Metro

S. Pacific NYPD

The NYPD wants to send detectives to the Philippines to hunt down a fugitive home-health aide charged with murdering a wealthy Manhattan jeweler, The Post has learned.

Miguel Abarentos, 26, was indicted this week for allegedly slaying Thawerdas Sadhwani, 85, by crushing his throat with a chair in his East 36th Street co-op last Dec. 15, court sources said.

“He took a chair and used it as a guillotine,” a source said, adding that Abarentos allegedly first smashed Sadhwani in the head with a lamp.

“The old man was getting on his nerves and he just snapped,” said a source.

Abarentos allegedly snatched a pile of cash and credit cards and headed to an Internet cafe in Queens — where he confessed to the crime in a Facebook chat with a pal, a law enforcement source said.

“I got to get out of here,” he allegedly confided. “I just killed somebody.”
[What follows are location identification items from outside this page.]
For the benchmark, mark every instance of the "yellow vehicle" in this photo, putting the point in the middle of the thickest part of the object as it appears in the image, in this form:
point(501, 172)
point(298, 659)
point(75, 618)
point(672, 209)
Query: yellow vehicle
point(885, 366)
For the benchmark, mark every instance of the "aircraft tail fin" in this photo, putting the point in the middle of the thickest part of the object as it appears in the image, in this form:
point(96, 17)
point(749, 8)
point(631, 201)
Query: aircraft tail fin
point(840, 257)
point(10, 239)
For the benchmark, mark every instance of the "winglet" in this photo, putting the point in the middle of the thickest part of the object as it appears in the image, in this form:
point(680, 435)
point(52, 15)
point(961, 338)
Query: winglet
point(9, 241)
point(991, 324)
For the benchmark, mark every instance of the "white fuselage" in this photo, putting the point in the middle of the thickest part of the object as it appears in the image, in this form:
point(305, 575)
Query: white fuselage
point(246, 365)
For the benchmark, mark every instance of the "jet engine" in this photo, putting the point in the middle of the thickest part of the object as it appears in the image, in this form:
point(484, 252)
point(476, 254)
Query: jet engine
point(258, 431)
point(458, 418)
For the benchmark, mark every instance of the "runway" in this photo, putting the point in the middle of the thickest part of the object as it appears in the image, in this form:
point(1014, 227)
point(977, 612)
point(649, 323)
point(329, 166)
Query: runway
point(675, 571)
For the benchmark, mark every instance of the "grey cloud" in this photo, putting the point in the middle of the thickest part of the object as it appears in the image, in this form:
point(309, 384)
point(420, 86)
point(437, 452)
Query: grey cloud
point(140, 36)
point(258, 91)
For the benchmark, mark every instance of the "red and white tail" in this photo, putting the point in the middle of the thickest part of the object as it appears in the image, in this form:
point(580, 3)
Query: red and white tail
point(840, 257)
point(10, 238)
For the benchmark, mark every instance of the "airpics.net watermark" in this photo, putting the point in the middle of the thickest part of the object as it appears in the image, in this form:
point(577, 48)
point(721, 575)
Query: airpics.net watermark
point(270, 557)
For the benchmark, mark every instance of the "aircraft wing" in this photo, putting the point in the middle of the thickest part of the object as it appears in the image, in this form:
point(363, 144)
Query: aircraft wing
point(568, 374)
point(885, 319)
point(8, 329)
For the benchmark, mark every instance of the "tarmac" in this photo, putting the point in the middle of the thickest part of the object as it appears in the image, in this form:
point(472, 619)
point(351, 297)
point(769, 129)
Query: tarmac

Abarentos waited two days before booking a flight to Malaysia. He later headed to the Philippines.

The case will now be submitted to the Justice Department, which will reach out to Filipino officials about tracking Abarentos down in that country.

If the government approves, federal agents and detectives from the 17th Precinct will head to Southeast Asia.

Abarentos was on his flight two days after the murder when the body was found.

A maid showed up for her shift and got worried when no one answered the door. She called the building porter, who discovered the battered corpse inside.

“I was too scared to look inside. I stood outside the bedroom door,” said the maid, Rinchen Choedon, 43.

Originally from India, Sadhwani became a successful jeweler and traveled frequently for business, relatives said.

He took great pride in purchasing the fancy co-op.

Sadhwani’s daughter, Meenu Sadhwani, and his wife both live abroad.

The jeweler’s immediate family kept the gory details of his violent death a secret.

Many who attended his Queens funeral were unaware he had been murdered and assumed he died of old age, sources said.

“I still find it hard to believe,” said relative Sonia Sadhwani. “I don’t understand how a person could possibly do this.”